Standard Schema (Zod, Valibot, …)
Tesseron's action builder accepts any validator that implements Standard Schema v1. That's a small contract that most modern TypeScript validation libraries already expose:
interface StandardSchemaV1<T> { readonly '~standard': { version: 1; vendor: string; validate(value: unknown): { value: T } | { issues: Issue[] } | Promise<…>; };}Because the contract is minimal, the SDK doesn't care which library you use. Pick whichever is already in your project - or whichever feels best for writing schemas for agents.
Supported libraries
Section titled “Supported libraries”All of these implement Standard Schema v1 and work with Tesseron:
| Library | Notes |
|---|---|
| Zod | De-facto default. The smoothest DX, broadest ecosystem, native toJSONSchema. |
| Valibot | Tree-shakable, smaller bundle, functional style. |
| ArkType | TypeScript-first; schemas read like runtime type expressions. |
| Effect Schema | Part of the Effect ecosystem; best if you already use Effect. |
| TypeBox | JSON-Schema-first; schemas are JSON Schema. |
If your library isn't on the list, check its docs for "Standard Schema" - most have it or are adding it.
Input validation
Section titled “Input validation”Whichever library you use, the behaviour is the same:
.input(validator)- Before the handler runs, the SDK calls
validator['~standard'].validate(input). - On
{ issues }→ the invocation fails with-32004 InputValidation;issuesride inerror.data. - On
{ value }→ the parsedvalueis passed to your handler, typed asI.
Output validation
Section titled “Output validation”Default (informational):
.output(validator)The SDK does not validate - it uses the schema for JSON Schema export and nothing else.
Strict:
.output(validator).strictOutput()The SDK validates the handler's return value the same way it validates input.
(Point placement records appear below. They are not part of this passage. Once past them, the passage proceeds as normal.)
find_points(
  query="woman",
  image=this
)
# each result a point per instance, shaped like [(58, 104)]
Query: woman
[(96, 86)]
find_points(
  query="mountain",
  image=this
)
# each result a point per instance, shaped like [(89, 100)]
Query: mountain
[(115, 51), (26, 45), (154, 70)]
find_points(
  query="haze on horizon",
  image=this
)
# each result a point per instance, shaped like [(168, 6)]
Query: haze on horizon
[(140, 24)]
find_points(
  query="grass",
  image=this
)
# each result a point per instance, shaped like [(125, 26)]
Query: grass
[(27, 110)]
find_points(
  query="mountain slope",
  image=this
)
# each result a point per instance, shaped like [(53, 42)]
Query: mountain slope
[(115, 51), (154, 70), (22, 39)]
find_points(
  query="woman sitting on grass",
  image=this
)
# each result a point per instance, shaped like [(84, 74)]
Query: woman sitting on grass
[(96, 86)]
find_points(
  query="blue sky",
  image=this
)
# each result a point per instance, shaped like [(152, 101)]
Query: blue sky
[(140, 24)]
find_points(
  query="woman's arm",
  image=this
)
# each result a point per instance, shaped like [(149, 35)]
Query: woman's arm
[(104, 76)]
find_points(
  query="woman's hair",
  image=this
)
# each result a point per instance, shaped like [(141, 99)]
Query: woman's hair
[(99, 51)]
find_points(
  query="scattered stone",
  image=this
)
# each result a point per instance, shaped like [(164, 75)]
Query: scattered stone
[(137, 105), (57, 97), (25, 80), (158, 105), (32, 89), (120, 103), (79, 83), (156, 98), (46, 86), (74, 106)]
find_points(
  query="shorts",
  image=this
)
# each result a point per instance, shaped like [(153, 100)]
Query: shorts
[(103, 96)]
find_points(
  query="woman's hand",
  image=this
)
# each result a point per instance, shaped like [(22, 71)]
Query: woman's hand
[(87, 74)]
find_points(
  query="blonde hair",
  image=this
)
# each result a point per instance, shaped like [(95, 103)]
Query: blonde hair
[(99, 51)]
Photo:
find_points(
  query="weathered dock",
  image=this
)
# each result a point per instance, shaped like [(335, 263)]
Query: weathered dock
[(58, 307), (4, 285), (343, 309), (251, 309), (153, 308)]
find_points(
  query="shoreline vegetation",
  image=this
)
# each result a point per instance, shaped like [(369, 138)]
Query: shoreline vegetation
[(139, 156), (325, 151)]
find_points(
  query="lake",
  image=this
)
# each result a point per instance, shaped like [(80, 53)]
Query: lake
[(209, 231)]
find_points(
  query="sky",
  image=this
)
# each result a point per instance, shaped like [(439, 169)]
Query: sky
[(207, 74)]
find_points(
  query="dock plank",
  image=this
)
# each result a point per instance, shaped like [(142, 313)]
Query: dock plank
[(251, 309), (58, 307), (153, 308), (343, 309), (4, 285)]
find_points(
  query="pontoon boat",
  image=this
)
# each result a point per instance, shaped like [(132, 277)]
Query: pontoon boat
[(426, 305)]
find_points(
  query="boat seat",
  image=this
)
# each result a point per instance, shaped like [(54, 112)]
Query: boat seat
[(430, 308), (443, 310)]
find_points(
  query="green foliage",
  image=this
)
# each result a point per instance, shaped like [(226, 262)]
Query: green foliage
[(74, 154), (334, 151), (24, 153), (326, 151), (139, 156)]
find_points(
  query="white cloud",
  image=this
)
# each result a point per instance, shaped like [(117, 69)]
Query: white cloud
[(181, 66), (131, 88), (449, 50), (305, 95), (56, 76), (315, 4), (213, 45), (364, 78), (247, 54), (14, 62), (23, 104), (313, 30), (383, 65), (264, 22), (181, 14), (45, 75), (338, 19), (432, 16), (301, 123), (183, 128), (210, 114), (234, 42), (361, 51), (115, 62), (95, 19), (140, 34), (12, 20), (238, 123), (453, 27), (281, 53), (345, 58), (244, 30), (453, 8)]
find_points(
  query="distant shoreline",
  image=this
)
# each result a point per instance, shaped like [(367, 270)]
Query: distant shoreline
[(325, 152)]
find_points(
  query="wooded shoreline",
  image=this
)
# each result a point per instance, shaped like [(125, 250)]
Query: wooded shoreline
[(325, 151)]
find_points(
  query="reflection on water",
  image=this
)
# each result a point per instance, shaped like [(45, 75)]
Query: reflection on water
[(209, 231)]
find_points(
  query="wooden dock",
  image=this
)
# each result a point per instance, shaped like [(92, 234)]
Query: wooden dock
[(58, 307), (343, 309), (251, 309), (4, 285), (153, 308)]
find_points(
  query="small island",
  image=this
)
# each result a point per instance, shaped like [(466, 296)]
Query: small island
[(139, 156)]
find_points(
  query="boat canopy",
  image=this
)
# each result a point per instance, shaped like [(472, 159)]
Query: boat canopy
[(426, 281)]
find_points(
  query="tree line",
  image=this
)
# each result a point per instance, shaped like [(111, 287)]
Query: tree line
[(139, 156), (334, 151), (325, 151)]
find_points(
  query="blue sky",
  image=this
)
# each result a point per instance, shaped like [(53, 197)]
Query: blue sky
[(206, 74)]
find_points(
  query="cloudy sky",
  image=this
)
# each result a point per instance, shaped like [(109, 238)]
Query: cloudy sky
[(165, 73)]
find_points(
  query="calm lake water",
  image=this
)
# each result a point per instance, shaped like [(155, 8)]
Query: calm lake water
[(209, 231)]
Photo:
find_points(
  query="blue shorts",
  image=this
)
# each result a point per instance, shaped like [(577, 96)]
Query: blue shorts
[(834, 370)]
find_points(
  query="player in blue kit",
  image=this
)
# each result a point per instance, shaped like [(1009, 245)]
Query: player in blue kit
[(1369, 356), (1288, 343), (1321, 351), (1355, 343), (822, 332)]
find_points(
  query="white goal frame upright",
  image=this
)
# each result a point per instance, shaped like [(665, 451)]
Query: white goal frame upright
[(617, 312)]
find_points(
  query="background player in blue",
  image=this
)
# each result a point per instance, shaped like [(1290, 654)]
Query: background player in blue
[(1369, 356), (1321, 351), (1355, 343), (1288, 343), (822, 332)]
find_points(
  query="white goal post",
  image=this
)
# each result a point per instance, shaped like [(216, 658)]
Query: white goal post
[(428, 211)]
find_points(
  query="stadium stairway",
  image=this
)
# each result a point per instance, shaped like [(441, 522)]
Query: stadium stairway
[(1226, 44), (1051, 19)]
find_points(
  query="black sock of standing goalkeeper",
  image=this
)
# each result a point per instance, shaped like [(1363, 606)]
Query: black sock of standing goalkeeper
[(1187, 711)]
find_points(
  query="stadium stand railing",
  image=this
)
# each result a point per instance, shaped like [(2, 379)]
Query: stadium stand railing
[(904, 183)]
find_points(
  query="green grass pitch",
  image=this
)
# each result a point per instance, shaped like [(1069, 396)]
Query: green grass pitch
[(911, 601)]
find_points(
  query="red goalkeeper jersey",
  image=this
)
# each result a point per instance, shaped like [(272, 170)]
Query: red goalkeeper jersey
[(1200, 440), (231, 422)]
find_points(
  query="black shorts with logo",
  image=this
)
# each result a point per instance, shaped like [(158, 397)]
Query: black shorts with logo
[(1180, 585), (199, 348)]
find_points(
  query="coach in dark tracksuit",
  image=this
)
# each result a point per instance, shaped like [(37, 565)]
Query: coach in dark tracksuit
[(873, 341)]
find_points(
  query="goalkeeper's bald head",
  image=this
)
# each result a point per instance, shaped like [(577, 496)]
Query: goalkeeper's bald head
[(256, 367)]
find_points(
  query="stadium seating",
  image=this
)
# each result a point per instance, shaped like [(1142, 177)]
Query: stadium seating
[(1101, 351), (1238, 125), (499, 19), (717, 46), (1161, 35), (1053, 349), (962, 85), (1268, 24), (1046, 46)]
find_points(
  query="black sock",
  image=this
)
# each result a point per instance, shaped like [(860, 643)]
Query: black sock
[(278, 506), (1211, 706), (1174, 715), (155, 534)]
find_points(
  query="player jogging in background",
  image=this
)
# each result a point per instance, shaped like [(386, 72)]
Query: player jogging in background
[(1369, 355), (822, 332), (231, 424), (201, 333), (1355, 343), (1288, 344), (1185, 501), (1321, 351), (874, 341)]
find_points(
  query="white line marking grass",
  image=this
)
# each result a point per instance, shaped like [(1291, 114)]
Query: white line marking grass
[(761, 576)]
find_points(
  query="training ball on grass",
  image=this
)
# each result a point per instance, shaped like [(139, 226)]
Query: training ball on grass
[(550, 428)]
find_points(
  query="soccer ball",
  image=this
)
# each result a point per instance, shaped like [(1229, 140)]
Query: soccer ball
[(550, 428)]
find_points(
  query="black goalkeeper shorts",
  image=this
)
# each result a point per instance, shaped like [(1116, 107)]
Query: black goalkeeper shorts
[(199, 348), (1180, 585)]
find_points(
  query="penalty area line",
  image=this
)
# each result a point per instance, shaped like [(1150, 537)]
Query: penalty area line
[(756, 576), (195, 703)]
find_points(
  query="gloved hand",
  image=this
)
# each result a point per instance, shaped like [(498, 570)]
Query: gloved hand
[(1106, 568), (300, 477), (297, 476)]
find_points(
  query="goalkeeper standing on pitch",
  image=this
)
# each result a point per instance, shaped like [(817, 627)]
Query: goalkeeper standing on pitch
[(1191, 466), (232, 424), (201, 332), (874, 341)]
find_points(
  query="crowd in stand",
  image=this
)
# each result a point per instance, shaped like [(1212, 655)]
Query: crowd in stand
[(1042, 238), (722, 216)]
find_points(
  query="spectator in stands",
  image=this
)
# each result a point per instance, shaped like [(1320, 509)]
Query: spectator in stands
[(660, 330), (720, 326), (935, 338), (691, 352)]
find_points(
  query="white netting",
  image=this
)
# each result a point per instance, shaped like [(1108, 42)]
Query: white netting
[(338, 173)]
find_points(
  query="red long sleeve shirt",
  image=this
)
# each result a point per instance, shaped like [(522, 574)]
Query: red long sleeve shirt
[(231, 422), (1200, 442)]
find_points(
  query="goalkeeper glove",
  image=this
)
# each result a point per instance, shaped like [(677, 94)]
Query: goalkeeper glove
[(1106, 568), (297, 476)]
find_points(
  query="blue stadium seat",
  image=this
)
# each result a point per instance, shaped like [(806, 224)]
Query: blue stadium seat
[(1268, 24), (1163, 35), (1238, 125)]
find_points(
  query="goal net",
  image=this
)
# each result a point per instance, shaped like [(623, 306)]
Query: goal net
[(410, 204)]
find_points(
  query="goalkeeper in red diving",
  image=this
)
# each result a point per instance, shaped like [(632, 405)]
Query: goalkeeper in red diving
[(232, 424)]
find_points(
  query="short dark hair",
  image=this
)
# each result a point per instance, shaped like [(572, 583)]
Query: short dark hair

Failures raise -32005 HandlerError.
JSON Schema export
Section titled “JSON Schema export”The wire protocol transports each action's input and output as JSON Schema (for the MCP tool descriptor). The agent reads it to know which fields exist, what types they expect, and how to format invocations. A typeless permissive schema means the LLM has to guess - including, sometimes, JSON-encoding numbers as strings.
There are three paths the SDK checks, in order:
1. Auto-derive from the validator
Section titled “1. Auto-derive from the validator”If your schema's vendor exposes a JSON Schema converter on the schema object, the SDK calls it automatically. No extra work in your action code.
| Validator | Auto-derive | How |
|---|---|---|
| Zod 4+ | ✅ | calls schema.toJSONSchema() (instance method) |
| TypeBox | ✅ | the schema object IS the JSON Schema; the SDK strips the Standard Schema metadata and passes it through |
| ArkType | ✅ | calls schema.toJsonSchema() (instance method) |
| Zod 3 | ❌ | no native exporter; pass JSON Schema explicitly (see below), or use zod-to-json-schema |
| Valibot | ❌ | install @valibot/to-json-schema and pass the result explicitly |
| Effect Schema | ❌ | call JSONSchema.make(schema) from @effect/schema/JSONSchema and pass the result explicitly |
If auto-derivation throws (e.g. the validator hits an unsupported feature), the SDK silently falls back - no exception escapes into your action wiring.
2. Pass it manually
Section titled “2. Pass it manually”Always wins over auto-derivation. Pass the JSON Schema as the second argument:
.input( myValidator, { type: 'object', properties: { query: { type: 'string' }, limit: { type: 'integer', default: 10 } }, required: ['query'], },)For Valibot, Effect Schema, or Zod 3, this is the path you'll typically take. Run your validator's converter once and pass the result.
3. Fallback
Section titled “3. Fallback”If both paths above produce nothing, the SDK sends { type: 'object', additionalProperties: true } - permissive, unhelpful to the agent, but the call still works. Avoid this where you can: agents on a permissive schema sometimes JSON-encode numbers as strings (because they have no type signal), and the call then fails Zod runtime validation.
Zod idioms that help the agent
Section titled “Zod idioms that help the agent”- Use
.describe()on fields. The text shows up in the generated JSON Schema asdescription, which the agent reads when deciding what to pass. - Prefer
z.enum(['a', 'b'])overz.string()when there's a finite set - gives the agent the choices up front. - Provide defaults for optional-looking fields:
z.number().int().default(10). - Avoid deeply nested structures. Flatten where possible.
.input(z.object({ query: z.string().describe('Full-text search query; empty string matches all.'), limit: z.number().int().min(1).max(100).default(20).describe('Max results to return.'), sort: z.enum(['relevance', 'date', 'price']).default('relevance'),}))Mixing validators
Section titled “Mixing validators”You can use different validators across actions in the same app. Use Zod for one, Valibot for another - the SDK doesn't care. Consistency inside a project is mostly a tooling preference, not a correctness requirement.